Nice grooming job, I am sure he's enjoying showing off his do


----------



## Izzy-bella (Mar 26, 2011)

Oh my, when I look at your pictures I want to run and get the scissors....I have been grooming Izzy myself but am scared to do something so drastic. Going to print up these pictures and maybe have a groomer do it and then I can keep it up. Stella pulls on Izzy's hair all the time and it would be more comfortable for her and less tempting for the Stella Bella. 

What a sweet and handsome boy! 

Estelle and the Bella Sisters really really like him!


----------



## lise (Sep 1, 2006)

What a nice cut. Macabbe looks very dapper!


----------



## Kathie (Jul 31, 2008)

What a great cut! He looks quite proud of himself!


----------



## CarolWCamelo (Feb 15, 2012)

Yep - that is one GORGEOUS grooming job - on a gorgeous dog!

Congratulations! Your groomer is worth weight in gold! (Mine is, too!)
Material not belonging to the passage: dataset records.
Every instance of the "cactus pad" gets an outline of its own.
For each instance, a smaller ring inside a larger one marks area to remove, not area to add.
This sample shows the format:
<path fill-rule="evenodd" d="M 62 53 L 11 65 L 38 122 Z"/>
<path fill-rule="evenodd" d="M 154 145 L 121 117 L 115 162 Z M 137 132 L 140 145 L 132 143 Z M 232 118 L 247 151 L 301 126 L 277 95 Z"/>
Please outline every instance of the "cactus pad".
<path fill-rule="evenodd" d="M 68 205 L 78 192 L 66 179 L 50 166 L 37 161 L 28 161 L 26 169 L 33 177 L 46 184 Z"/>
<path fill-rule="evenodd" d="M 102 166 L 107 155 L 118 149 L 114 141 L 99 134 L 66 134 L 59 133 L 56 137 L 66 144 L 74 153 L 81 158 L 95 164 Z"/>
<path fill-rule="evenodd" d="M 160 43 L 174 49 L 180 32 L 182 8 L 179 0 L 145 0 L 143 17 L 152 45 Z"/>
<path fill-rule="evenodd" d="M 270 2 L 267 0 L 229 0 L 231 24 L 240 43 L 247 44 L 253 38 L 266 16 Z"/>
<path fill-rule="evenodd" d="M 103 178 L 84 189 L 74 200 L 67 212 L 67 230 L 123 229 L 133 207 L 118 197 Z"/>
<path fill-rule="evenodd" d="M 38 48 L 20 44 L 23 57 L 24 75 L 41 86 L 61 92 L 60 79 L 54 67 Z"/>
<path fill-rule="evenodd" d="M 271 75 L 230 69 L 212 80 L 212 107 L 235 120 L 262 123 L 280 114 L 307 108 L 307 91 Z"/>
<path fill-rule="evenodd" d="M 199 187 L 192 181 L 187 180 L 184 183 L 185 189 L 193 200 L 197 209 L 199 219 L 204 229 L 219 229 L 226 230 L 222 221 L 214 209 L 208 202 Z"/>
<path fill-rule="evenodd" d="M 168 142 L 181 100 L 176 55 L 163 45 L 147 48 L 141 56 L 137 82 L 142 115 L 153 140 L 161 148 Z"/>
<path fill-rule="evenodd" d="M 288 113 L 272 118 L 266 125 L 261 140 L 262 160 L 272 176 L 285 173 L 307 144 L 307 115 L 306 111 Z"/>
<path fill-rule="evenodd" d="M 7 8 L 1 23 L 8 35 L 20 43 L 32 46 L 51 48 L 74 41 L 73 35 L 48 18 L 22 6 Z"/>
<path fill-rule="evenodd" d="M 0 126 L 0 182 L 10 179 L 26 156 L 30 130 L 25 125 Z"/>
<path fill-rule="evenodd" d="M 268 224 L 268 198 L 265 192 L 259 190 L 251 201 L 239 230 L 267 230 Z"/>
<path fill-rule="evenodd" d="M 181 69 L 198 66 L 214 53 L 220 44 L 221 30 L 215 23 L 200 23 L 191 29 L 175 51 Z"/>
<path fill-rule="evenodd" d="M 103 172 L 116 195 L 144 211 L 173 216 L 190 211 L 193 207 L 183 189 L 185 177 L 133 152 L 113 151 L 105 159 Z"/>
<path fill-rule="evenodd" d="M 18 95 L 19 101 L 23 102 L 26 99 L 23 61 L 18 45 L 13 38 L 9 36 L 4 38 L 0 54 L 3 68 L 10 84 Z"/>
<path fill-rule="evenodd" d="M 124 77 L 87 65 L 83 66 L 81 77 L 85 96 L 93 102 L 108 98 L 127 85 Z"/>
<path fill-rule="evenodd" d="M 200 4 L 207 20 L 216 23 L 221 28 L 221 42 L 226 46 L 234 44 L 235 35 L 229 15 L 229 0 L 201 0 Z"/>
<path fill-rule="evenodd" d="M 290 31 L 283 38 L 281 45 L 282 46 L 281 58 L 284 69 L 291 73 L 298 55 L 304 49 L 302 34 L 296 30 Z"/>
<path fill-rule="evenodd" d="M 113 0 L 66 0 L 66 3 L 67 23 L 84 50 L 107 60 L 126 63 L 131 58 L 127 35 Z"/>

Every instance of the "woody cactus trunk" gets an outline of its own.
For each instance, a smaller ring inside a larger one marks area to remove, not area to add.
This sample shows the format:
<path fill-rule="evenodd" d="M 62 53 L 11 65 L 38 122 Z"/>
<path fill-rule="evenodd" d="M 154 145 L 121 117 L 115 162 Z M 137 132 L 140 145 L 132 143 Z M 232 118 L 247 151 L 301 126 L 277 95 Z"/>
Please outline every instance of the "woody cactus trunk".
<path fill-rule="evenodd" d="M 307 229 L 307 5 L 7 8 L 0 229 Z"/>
Sun, 22 Jul 2012 20:09:03 (PDT)


----------



## Charleysmom (Dec 6, 2011)

HannahBearsMom said:


> Maccabee had his first full grooming today. The groomer did a fantastic job! I'll post more pics tonight, but I have to share this head shot now.
> 
> 
> __
> http://instagr.am/p/NRv0PaI2nx%2F/


absolutely adorable!!!


----------



## HannahBearsMom (Jul 31, 2011)

Thanks everyone!


----------